Member of the People's Assembly for Homs
- Incumbent
- Assumed office 5 October 2025

Personal details
- Born: Abdullah Muhammad Khaled Ghannoum 1978 (age 47–48) Homs, Syria
- Party: Independent
- Education: Al-Azhar University Damascus University

= Abdullah Ghannoum =

Syrian Islamic scholar and politician (born 1978)

Abdullah Muhammad Khaled Ghannoum (عبد الله محمد خالد غنوم; born 1978) is a Syrian Islamic scholar, activist and politician who has served as a member of the People's Assembly for the constituency of Homs since October 2025. Before entering parliament, he was involved in humanitarian and educational initiatives in opposition-held Syria and served as chairman of the Al-Bunyan Humanitarian Association.

==Biography==
Ghannoum was born in Homs in 1978. He received his early religious education at the Khalid ibn al-Walid Mosque Scientific Institute in his native city before continuing his studies at the al-Fath Islamic Institute in Damascus. He subsequently travelled to Egypt, where he studied at the Faculty of Sharia at Al-Azhar University in Cairo, one of the leading centres of Sunni Islamic learning in the Arab world. Alongside his religious studies, Ghannoum pursued higher education in Syria and studied education at Damascus University. In 2009, he obtained a master's degree in Usul al-Fiqh (Principles of Islamic Jurisprudence).
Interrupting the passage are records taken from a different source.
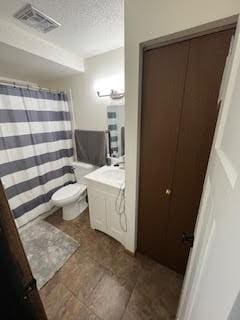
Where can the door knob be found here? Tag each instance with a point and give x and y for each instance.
(188, 239)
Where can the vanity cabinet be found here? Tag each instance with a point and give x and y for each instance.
(103, 215)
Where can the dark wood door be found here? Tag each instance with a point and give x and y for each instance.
(18, 294)
(164, 72)
(161, 226)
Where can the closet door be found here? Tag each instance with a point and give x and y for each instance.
(163, 87)
(207, 58)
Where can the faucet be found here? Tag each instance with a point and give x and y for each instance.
(121, 163)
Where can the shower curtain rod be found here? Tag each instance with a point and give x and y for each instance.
(29, 86)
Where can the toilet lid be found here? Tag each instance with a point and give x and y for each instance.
(69, 191)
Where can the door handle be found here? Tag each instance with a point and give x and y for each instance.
(168, 192)
(188, 239)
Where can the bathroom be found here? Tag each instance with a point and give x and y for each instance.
(63, 165)
(109, 170)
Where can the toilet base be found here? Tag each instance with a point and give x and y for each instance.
(73, 210)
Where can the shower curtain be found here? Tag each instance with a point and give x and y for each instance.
(36, 149)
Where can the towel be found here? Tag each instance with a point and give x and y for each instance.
(91, 147)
After the outbreak of the Syrian revolution in 2011 and the subsequent civil war, Ghannoum became involved in humanitarian relief and educational initiatives in opposition-held areas of Syria. He participated in the establishment of several charitable and educational organizations, including the Al-Bunyan Humanitarian Association, the Rayhan Association, and the Basair Educational Foundation. During the conflict, he also contributed to the establishment of the Homs Sharia Council, which sought to coordinate religious and civil affairs in opposition-controlled areas of the governorate.

Following the fall of the Assad regime in December 2024 and the subsequent political transition, Ghannoum entered formal politics as an independent candidate in Homs Governorate. In the 2025 parliamentary election, he was elected to the People's Assembly representing the constituency of Homs in October 2025.